220 ILCS 5/18-107

Current through Public Act 103-1056
Section 220 ILCS 5/18-107 - Security interests in intangible transition property and grantee instruments
(a) Notwithstanding any other provision of law, neither intangible transition property, grantee instruments nor any right, title or interest therein, shall constitute property in which a security interest may be created under the Uniform Commercial Code nor shall any such rights be deemed proceeds of any property which is not intangible transition property or grantee instruments, as the case may be. For purposes of the foregoing, the terms "account", "general intangible", "instrument", and "payment intangible" (as defined under Section 9-102 of the Uniform Commercial Code) shall, as used in the Uniform Commercial Code, be deemed to exclude any such intangible transition property, grantee instruments or any right, title, or interest therein.
(b) The granting, perfection and enforcement of security interests in intangible transition property or grantee instruments are governed by this Section rather than by Article 9 of the Uniform Commercial Code.
(c) A valid and enforceable security interest in intangible transition property and in grantee instruments shall attach and be perfected only by the means set forth below in this subsection (c) of Section 18-107:
(1) To the extent transitional funding instruments or grantee instruments are purported to be secured by intangible transition property or to the extent transitional funding instruments are purported to be secured by grantee instruments, as the case may be, as specified in the applicable transitional funding order, the lien of the transitional funding instruments and grantee instruments, if any, shall attach automatically to such intangible transition property and grantee instruments, if any, from the time of issuance of the transitional funding instruments and grantee instruments, if any.

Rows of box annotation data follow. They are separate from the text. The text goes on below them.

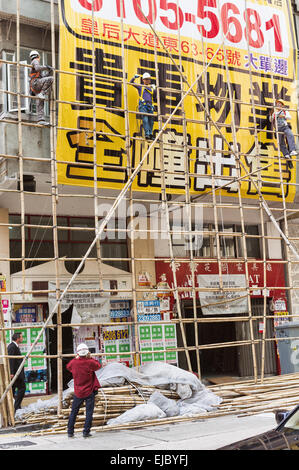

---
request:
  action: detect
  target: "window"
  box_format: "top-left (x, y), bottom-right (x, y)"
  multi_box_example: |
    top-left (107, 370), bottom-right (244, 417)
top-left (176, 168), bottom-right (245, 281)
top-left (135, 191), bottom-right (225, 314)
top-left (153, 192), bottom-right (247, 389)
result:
top-left (172, 224), bottom-right (261, 259)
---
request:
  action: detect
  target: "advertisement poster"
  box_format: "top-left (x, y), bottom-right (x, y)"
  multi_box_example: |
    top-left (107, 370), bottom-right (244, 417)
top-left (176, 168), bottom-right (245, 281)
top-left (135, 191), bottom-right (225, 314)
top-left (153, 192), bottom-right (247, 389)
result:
top-left (6, 322), bottom-right (48, 395)
top-left (57, 0), bottom-right (297, 202)
top-left (138, 323), bottom-right (178, 365)
top-left (197, 274), bottom-right (248, 315)
top-left (101, 324), bottom-right (133, 367)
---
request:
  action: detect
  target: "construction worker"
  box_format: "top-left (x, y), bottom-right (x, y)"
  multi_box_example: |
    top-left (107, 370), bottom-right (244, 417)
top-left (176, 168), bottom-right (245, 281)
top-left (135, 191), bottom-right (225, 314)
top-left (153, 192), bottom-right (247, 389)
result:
top-left (130, 72), bottom-right (156, 140)
top-left (7, 333), bottom-right (26, 412)
top-left (66, 343), bottom-right (101, 437)
top-left (270, 100), bottom-right (298, 168)
top-left (29, 51), bottom-right (53, 125)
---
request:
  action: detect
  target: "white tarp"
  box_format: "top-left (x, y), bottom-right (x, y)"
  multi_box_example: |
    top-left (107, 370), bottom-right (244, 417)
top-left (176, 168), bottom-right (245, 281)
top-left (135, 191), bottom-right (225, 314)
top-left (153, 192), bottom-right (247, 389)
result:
top-left (16, 362), bottom-right (222, 425)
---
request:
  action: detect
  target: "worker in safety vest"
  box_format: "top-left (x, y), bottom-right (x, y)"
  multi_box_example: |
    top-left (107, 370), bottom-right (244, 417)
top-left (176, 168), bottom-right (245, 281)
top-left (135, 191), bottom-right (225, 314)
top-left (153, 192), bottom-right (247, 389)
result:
top-left (130, 72), bottom-right (156, 139)
top-left (29, 51), bottom-right (53, 124)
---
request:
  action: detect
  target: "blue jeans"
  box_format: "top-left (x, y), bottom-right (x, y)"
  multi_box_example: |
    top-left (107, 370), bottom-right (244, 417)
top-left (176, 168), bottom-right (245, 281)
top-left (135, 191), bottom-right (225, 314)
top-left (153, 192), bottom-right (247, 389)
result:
top-left (278, 125), bottom-right (296, 156)
top-left (67, 392), bottom-right (95, 434)
top-left (139, 102), bottom-right (154, 137)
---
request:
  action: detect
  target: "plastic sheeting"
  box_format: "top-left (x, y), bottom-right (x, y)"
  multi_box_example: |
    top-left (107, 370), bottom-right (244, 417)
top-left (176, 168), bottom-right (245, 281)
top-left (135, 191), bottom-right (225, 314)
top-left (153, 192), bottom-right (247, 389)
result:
top-left (107, 403), bottom-right (166, 426)
top-left (16, 362), bottom-right (222, 425)
top-left (96, 362), bottom-right (222, 425)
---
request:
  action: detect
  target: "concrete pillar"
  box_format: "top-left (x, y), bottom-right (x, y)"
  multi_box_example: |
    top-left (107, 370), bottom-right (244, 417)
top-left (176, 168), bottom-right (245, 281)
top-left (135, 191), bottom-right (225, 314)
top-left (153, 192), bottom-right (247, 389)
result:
top-left (0, 208), bottom-right (10, 290)
top-left (129, 218), bottom-right (156, 300)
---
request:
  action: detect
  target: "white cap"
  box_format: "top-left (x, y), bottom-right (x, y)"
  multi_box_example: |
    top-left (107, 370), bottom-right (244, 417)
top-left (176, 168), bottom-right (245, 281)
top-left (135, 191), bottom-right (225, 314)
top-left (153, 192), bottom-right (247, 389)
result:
top-left (77, 343), bottom-right (89, 356)
top-left (29, 51), bottom-right (39, 59)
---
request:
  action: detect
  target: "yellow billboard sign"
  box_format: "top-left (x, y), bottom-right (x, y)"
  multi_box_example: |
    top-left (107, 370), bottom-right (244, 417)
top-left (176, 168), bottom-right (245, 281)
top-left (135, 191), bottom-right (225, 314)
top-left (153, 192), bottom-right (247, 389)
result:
top-left (57, 0), bottom-right (297, 201)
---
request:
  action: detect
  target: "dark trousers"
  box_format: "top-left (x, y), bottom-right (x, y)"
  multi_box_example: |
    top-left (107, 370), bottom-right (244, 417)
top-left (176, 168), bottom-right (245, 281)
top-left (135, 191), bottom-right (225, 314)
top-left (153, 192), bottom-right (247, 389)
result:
top-left (12, 377), bottom-right (26, 411)
top-left (139, 101), bottom-right (154, 137)
top-left (67, 392), bottom-right (95, 434)
top-left (278, 126), bottom-right (296, 156)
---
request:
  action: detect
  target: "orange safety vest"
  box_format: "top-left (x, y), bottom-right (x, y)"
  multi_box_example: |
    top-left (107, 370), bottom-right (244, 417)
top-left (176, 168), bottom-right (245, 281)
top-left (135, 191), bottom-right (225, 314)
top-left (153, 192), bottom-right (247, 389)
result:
top-left (29, 67), bottom-right (40, 92)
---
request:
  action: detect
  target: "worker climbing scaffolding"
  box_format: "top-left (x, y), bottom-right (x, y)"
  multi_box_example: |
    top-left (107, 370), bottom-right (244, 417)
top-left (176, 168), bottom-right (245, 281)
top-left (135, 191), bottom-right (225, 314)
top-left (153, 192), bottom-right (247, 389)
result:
top-left (130, 72), bottom-right (156, 140)
top-left (29, 51), bottom-right (53, 125)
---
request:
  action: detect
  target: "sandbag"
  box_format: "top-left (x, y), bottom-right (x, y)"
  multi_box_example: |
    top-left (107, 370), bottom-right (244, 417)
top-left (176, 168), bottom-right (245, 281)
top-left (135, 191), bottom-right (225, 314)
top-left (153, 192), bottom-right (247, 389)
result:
top-left (148, 392), bottom-right (180, 416)
top-left (107, 403), bottom-right (166, 426)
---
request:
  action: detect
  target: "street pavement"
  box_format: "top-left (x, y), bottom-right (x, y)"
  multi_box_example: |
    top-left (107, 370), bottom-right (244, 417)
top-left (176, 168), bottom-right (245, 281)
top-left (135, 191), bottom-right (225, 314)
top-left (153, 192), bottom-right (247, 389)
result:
top-left (0, 413), bottom-right (276, 452)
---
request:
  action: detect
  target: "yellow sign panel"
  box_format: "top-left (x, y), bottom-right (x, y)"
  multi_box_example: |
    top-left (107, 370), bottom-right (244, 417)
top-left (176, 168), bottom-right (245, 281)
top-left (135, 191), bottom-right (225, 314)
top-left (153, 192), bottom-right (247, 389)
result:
top-left (57, 0), bottom-right (297, 201)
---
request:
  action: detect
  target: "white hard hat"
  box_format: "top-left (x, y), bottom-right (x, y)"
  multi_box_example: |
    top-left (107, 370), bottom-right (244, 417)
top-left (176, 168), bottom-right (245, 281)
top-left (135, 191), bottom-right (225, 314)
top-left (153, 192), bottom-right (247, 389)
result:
top-left (29, 51), bottom-right (39, 59)
top-left (77, 343), bottom-right (89, 356)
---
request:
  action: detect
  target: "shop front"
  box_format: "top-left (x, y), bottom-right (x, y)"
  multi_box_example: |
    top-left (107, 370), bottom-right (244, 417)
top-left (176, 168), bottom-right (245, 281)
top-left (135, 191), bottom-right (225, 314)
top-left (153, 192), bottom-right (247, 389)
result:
top-left (156, 259), bottom-right (288, 377)
top-left (5, 260), bottom-right (133, 395)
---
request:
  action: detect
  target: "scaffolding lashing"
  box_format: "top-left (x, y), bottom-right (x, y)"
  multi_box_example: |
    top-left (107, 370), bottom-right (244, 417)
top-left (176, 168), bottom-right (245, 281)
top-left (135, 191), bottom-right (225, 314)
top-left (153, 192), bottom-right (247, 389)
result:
top-left (0, 0), bottom-right (299, 425)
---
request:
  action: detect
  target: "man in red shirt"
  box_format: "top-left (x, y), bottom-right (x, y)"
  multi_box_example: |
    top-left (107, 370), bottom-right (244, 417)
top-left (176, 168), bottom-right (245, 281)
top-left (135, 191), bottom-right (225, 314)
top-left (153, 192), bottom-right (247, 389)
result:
top-left (66, 343), bottom-right (101, 437)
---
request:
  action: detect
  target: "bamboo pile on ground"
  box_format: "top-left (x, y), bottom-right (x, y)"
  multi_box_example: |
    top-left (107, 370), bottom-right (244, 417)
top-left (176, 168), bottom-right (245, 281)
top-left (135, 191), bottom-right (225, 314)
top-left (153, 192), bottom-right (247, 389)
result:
top-left (22, 374), bottom-right (299, 435)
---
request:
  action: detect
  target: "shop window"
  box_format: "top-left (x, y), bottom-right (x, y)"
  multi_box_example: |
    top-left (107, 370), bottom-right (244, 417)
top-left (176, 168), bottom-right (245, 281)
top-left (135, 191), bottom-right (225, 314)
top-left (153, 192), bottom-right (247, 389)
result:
top-left (172, 224), bottom-right (261, 259)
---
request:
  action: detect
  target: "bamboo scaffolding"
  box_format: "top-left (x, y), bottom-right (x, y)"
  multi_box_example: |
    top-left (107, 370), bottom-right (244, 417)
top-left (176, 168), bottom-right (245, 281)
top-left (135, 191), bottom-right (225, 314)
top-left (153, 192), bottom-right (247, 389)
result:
top-left (0, 0), bottom-right (299, 432)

Such lien shall be a valid and enforceable security interest in the intangible transition property or the grantee instruments, as the case may be, securing the transitional funding instruments and grantee instruments, if any, and shall be continuously perfected if, before the date of issuance of the applicable transitional funding instruments or grantee instruments, if any, or within no more than 10 days thereafter, a filing has been made by or on behalf of the holder with the Chief Clerk of the Commission stating that such transitional funding instruments or grantee instruments, if any, have been issued. Any such filing made with the Commission in respect to such transitional funding instruments or grantee instruments shall take precedence over any subsequent filing except as may otherwise be provided in the applicable transitional funding order.

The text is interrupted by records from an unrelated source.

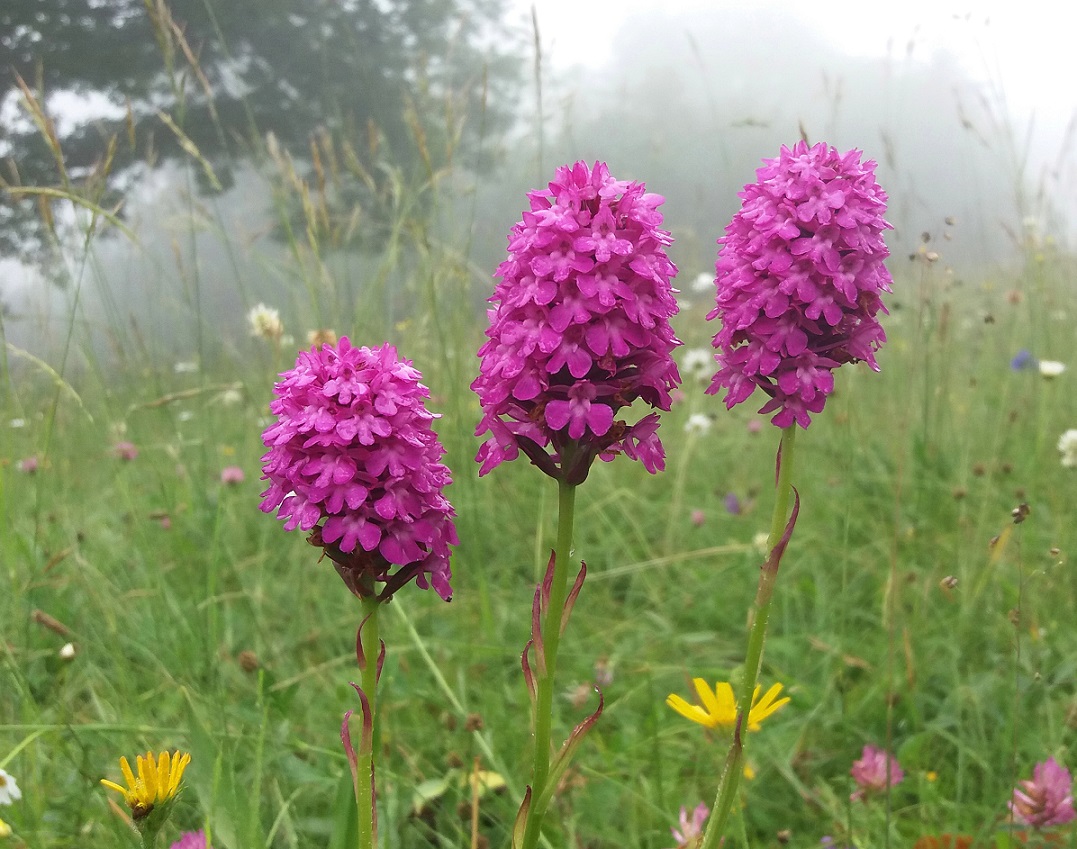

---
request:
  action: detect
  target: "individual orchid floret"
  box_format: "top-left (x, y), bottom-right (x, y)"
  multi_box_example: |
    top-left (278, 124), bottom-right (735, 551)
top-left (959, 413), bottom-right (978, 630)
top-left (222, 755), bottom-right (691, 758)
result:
top-left (707, 141), bottom-right (891, 428)
top-left (1009, 757), bottom-right (1077, 829)
top-left (849, 746), bottom-right (905, 802)
top-left (262, 336), bottom-right (458, 600)
top-left (472, 162), bottom-right (681, 484)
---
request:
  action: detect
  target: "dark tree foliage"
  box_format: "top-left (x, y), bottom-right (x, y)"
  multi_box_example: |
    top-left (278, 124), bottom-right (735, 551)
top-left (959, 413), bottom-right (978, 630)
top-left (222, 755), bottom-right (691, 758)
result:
top-left (0, 0), bottom-right (518, 256)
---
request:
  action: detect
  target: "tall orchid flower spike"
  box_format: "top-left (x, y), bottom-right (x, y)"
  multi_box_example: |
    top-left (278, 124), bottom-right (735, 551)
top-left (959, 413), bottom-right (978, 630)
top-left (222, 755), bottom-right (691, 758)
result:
top-left (472, 156), bottom-right (681, 484)
top-left (707, 141), bottom-right (891, 428)
top-left (480, 162), bottom-right (681, 849)
top-left (262, 336), bottom-right (458, 601)
top-left (666, 678), bottom-right (789, 732)
top-left (262, 336), bottom-right (459, 849)
top-left (702, 141), bottom-right (892, 849)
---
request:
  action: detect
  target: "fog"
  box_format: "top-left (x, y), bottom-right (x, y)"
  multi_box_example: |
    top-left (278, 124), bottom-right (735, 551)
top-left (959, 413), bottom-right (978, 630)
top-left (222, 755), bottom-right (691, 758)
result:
top-left (0, 0), bottom-right (1077, 368)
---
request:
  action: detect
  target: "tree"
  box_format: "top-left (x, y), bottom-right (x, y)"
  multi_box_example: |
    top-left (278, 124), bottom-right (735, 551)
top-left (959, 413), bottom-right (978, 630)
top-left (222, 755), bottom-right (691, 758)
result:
top-left (0, 0), bottom-right (516, 256)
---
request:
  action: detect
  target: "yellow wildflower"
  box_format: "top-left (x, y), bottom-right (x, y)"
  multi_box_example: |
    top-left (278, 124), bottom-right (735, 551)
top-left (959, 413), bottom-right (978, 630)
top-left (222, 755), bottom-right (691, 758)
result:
top-left (101, 751), bottom-right (191, 822)
top-left (666, 678), bottom-right (789, 732)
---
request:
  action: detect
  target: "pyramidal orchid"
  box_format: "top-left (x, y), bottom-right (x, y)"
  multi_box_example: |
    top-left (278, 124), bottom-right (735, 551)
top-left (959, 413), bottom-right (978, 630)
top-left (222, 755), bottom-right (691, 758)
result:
top-left (262, 336), bottom-right (458, 849)
top-left (262, 336), bottom-right (457, 600)
top-left (472, 162), bottom-right (681, 483)
top-left (702, 141), bottom-right (892, 849)
top-left (472, 162), bottom-right (681, 849)
top-left (707, 141), bottom-right (891, 428)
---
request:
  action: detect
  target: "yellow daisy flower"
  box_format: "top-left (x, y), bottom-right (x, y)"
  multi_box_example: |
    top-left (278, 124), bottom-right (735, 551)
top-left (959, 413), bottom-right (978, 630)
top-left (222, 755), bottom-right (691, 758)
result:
top-left (101, 751), bottom-right (191, 822)
top-left (666, 678), bottom-right (789, 732)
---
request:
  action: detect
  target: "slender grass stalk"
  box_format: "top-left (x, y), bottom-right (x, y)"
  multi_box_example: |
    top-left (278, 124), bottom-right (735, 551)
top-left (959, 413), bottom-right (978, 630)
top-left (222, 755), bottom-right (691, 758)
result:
top-left (522, 474), bottom-right (576, 849)
top-left (701, 425), bottom-right (797, 849)
top-left (355, 596), bottom-right (381, 849)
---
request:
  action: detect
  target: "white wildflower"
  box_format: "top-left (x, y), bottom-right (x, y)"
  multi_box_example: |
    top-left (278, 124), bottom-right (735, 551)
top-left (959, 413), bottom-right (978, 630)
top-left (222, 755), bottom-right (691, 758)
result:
top-left (1059, 428), bottom-right (1077, 469)
top-left (691, 272), bottom-right (714, 292)
top-left (1039, 360), bottom-right (1066, 378)
top-left (247, 304), bottom-right (284, 342)
top-left (681, 348), bottom-right (714, 382)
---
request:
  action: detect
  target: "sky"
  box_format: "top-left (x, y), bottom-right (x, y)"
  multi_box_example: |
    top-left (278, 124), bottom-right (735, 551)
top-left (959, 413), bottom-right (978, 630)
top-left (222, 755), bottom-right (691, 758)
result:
top-left (514, 0), bottom-right (1077, 131)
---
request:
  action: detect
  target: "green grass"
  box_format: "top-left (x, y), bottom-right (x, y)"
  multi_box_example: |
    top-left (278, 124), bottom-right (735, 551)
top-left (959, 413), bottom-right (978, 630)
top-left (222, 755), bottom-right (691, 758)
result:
top-left (0, 54), bottom-right (1077, 849)
top-left (6, 233), bottom-right (1077, 847)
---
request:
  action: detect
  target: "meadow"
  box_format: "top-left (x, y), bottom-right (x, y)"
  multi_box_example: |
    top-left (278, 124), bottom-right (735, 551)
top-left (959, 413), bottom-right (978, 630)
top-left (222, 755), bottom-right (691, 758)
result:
top-left (0, 29), bottom-right (1077, 849)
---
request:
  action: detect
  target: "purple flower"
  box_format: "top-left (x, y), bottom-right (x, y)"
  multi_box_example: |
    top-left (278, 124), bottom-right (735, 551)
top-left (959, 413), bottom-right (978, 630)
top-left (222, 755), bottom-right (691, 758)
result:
top-left (849, 746), bottom-right (905, 802)
top-left (168, 831), bottom-right (210, 849)
top-left (1009, 757), bottom-right (1077, 829)
top-left (472, 162), bottom-right (681, 484)
top-left (707, 141), bottom-right (891, 428)
top-left (262, 337), bottom-right (458, 600)
top-left (670, 802), bottom-right (711, 849)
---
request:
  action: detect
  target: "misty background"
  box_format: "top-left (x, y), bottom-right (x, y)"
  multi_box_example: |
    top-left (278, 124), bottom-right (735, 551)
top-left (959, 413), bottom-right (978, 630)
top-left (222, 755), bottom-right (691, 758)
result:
top-left (0, 0), bottom-right (1077, 370)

(2) The liens under subparagraph (1) are enforceable against the electric utility, any assignee, grantee or issuer, and all third parties, including judicial lien creditors, subject only to the rights of any third parties holding security interests in the intangible transition property or grantee instruments previously perfected in the manner described in this subsection if value has been given by the purchasers of transitional funding instruments or grantee instruments. A perfected lien in intangible transition property and grantee instruments, if any, is a continuously perfected security interest in all then existing or thereafter arising revenues and proceeds arising with respect to the associated intangible transition property or grantee instruments, as the case may be, whether or not the electric power and energy included in the calculation of such revenues and proceeds have been provided. The lien created under this subsection is perfected and ranks prior to any other lien, including any judicial lien, which subsequently attaches to the intangible transition property or grantee instruments, as the case may be, and to any other rights created by the transitional funding order or any revenues or proceeds of the foregoing. The relative priority of a lien created under this subsection is not defeated or adversely affected by changes to the transitional funding order or to the instrument funding charges payable by any retail customer, class of retail customers or other person or group of persons obligated to pay such charges.

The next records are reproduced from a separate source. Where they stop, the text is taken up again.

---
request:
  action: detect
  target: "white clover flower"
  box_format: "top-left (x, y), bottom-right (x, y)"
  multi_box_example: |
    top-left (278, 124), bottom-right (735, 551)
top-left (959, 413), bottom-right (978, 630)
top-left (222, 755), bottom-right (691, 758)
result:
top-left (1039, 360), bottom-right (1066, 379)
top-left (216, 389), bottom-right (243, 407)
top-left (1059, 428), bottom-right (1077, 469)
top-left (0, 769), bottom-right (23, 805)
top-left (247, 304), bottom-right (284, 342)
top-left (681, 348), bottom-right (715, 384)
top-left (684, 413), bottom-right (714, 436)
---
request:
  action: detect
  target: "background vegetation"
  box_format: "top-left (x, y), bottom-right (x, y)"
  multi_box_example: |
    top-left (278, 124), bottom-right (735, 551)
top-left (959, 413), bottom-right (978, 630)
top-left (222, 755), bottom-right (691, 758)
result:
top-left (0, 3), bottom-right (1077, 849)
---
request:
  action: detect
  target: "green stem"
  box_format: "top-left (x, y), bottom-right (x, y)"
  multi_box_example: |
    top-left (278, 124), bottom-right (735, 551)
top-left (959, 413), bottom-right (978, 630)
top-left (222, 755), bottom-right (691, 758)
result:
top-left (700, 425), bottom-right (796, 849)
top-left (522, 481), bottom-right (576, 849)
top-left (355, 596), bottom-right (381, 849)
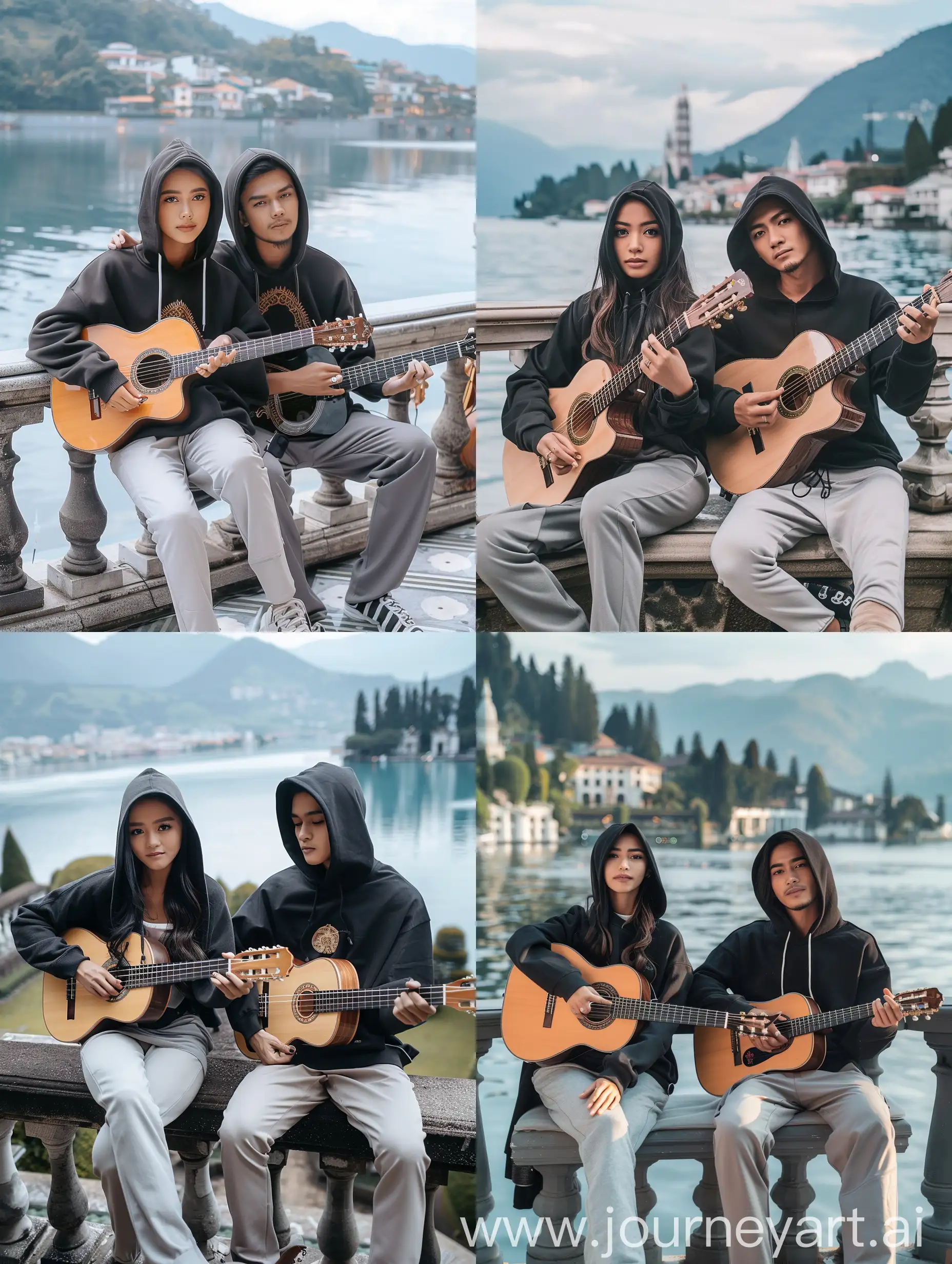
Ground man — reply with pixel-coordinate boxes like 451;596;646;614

(3) The relative priority of a lien created under this subsection is not defeated or adversely affected by the commingling of revenues arising with respect to intangible transition property or grantee instruments with funds of the electric utility or other funds of the assignee, issuer or grantee.
(4) If an event of default occurs under transitional funding instruments or grantee instruments, the holders thereof or their authorized representatives, as secured parties, may foreclose or otherwise enforce the lien in the grantee instruments or in the intangible transition property securing the transitional funding instruments or grantee instruments, as applicable, subject to the rights of any third parties holding prior security interests in the intangible transition property or grantee instruments previously perfected in the manner provided in this subsection. Upon application by the holders or their authorized representatives, without limiting their other remedies, the Commission shall order the sequestration and payment to the holders or their authorized representatives of revenues arising with respect to the intangible transition property or grantee instruments pledged to the holders. An order under this subsection shall remain in full force and effect notwithstanding any bankruptcy, reorganization, or other insolvency proceedings with respect to the electric utility, grantee, assignee or issuer.
(5) The Commission shall maintain segregated records which reflect the date and time of receipt of all filings made under this subsection. The Commission may provide that transfers of intangible transition property or of grantee instruments be filed in accordance with the same system.

220 ILCS 5/18-107

P.A. 90-561, eff. 12/16/1997; 91-893, eff. 7/1/2001.